Im Auftrag des Ishavsmuseet besuchten Martin Karlsen und Johannes Alme Harald Marø im Jahr 2018 in Halifax, Nova Scotia. Die beiden trafen auf einen rüstigen und klaren 101-Jährigen, dessen Geschichten auch einen Hauch von Humor hatten.
Als junge Leute durften die Marø-Leute an Bord der Schiffe kommen, auf denen ihr Vater Kristoffer Kapitän war, und beim Putzen helfen. Mit 15 Jahren ging Harald zum ersten Mal auf Robbenjagd, natürlich mit der „Eisbärin“. Die Reise führte ins Weiße Meer, wo die Russen mit Eisbrechern alle Robben gejagt und in die Grenzregion getrieben hatten. Seitdem war Harald mit dem Leben im arktischen Ozean und im Meer vertraut.
Während des Zweiten Weltkriegs fuhr Harald als Steuermann auf mehreren Schiffen und wurde zweimal torpediert. Am 1. März 1942 wurde die DS „Prominent“ 250 Seemeilen südlich von Java versenkt; Harald war Zweiter Steuermann. Nach fünf Tagen in einem Rettungsboot und zwei Tagen durch den Dschungel erreichte die Besatzung die Stadt Garut auf Java. Harald verbrachte drei Jahre in japanischer Gefangenschaft.
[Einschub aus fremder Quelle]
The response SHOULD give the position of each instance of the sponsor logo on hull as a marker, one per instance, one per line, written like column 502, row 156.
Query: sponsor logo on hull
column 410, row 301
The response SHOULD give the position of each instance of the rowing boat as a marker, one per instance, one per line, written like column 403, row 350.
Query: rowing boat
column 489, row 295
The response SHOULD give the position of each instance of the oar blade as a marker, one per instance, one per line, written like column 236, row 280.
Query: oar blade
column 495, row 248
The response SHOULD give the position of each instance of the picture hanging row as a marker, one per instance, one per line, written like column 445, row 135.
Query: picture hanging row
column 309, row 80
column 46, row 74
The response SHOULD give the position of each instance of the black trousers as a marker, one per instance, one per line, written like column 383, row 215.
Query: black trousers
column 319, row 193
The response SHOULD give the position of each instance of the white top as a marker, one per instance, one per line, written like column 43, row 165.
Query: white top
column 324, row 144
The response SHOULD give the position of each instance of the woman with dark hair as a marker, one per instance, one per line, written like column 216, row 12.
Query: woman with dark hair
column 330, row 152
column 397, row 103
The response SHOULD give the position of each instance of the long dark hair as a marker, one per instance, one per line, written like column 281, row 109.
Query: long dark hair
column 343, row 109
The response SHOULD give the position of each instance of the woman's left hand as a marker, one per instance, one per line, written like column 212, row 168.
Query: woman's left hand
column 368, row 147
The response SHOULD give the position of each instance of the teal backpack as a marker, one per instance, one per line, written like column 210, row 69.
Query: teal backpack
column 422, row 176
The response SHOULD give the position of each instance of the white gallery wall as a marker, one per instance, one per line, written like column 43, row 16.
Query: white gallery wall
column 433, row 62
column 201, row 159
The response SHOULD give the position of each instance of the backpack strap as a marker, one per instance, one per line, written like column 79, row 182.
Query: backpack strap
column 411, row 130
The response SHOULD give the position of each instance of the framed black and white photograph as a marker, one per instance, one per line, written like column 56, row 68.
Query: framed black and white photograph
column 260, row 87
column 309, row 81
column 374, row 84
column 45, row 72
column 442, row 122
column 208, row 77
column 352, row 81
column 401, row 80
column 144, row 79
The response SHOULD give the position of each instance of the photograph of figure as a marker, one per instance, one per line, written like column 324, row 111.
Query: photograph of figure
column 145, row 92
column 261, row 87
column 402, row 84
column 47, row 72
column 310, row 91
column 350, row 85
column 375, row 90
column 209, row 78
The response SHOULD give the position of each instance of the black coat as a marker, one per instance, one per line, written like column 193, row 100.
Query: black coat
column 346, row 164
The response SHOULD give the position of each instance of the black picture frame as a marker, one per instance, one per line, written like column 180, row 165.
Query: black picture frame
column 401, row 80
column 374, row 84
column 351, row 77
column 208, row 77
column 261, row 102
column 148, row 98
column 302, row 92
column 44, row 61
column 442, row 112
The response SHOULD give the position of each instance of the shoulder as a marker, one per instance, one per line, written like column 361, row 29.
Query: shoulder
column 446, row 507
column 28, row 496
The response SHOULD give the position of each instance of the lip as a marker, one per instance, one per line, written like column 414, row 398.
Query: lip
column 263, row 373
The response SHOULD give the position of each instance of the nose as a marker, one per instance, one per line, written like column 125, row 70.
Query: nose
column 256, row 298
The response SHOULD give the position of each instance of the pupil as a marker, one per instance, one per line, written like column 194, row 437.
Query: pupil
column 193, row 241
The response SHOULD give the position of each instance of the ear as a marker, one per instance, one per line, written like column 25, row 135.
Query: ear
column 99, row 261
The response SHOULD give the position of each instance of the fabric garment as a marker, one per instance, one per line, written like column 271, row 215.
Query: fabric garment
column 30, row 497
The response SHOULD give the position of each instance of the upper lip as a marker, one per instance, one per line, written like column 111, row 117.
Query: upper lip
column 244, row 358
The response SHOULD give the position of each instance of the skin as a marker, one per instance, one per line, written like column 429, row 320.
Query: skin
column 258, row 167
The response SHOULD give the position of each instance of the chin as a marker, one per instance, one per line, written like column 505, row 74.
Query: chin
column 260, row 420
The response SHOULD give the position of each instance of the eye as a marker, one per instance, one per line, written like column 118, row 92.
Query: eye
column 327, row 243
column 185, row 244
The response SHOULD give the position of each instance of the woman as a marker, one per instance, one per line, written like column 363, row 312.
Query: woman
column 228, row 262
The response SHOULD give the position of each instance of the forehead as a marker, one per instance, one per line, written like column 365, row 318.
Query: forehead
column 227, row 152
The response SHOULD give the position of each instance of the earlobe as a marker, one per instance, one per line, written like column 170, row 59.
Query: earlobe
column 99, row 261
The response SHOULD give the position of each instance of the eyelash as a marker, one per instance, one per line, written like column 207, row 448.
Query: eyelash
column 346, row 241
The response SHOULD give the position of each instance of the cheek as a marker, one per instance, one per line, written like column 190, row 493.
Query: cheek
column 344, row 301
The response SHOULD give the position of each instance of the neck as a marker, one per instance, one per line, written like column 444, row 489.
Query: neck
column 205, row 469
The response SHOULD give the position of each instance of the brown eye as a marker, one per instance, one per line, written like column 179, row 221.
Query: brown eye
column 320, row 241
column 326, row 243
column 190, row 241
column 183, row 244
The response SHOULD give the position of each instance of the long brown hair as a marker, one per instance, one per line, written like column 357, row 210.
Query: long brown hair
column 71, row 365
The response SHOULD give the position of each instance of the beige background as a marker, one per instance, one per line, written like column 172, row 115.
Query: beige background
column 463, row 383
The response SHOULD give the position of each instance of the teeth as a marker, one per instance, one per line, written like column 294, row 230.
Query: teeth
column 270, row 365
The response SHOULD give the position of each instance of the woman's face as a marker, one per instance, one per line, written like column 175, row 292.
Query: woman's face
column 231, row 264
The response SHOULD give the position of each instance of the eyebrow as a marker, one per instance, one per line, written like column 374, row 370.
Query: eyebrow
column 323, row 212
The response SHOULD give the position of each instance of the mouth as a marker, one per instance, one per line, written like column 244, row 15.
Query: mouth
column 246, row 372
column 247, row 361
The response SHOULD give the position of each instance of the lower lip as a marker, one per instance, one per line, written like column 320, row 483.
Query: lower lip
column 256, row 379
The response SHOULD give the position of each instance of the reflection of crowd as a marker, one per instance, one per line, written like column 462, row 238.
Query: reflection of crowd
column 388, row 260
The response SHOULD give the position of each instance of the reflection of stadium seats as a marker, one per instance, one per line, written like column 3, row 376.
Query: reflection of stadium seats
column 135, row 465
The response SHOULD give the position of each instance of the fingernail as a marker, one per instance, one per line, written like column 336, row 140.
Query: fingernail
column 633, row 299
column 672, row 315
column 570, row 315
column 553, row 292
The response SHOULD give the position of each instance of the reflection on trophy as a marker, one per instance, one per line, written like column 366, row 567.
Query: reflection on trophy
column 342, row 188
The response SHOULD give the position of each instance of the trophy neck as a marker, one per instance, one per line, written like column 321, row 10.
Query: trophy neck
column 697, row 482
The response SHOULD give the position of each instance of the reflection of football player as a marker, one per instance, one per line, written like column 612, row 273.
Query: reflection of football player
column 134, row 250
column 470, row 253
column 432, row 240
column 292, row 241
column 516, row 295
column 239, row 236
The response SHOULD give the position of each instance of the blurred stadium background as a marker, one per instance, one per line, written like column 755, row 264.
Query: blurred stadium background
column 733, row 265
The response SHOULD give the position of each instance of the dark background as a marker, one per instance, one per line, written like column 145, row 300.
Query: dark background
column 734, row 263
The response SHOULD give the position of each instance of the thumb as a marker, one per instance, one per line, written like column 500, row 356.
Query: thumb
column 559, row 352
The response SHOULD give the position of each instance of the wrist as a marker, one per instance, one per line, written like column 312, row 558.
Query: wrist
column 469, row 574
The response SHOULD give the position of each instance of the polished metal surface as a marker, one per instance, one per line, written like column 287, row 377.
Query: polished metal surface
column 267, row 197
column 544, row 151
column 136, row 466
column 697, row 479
Nach dem Krieg wurde Harald Steuermann auf dem neuen Stahlschiff „Polarstar“, bevor er nach Kanada auswanderte und Kapitän der „Illinois“ wurde. Er rettete die Besatzung der „Polarbjørn“, als diese vor der Küste Neufundlands in Brand geriet. Im darauffolgenden Jahr übernahm er das Kommando über die „Theron“, auf der er 26 Jahre lang Robbenfangfahrten und Expeditionen unternahm. Haralds Name ist in der Arktis und Antarktis gleichermaßen bekannt.
Johannes Bjarne Alme lebt in Brandal. Er war mit der „Polarstar“ auf Robbenjagd- und Touristenreisen nach Spitzbergen unterwegs. Die Polarregionen, insbesondere die Robbenjagd, Spitzbergen und die Geschichte, sind seine große Leidenschaft und sein Hobby. Er hat sowohl Sachbücher als auch Romane mit Polarthemen veröffentlicht.
„Mein Interesse am Arktischen Ozean rührt daher, dass ich aus dem arktischen Dorf Brandal stamme und mein Vater mir davon erzählt hat und sich damit auskannte“, sagt Alme. Das Ishavsmuseet ist eine weitere Quelle dieses Interesses.
Martin Karlsen wurde ebenfalls in Brandal, mitten im arktischen Ozean, geboren und wuchs dort auf. Schon als junger Mann lernte er das Familienunternehmen, die Reederei Martin Karlsen AS, kennen und reiste früh nach Kanada, um seinem Onkel Karl „Kalle“ Karlsen bei der Leitung des dortigen Betriebs zu helfen. 1986 übernahm er die operative Leitung.
Im Anschluss an den Vortrag wird im Museum ein authentisches arktisches Gericht mit Pökelfleisch, Schweinefleisch und Erbsen serviert. Eine Anmeldung zum Abendessen ist erforderlich.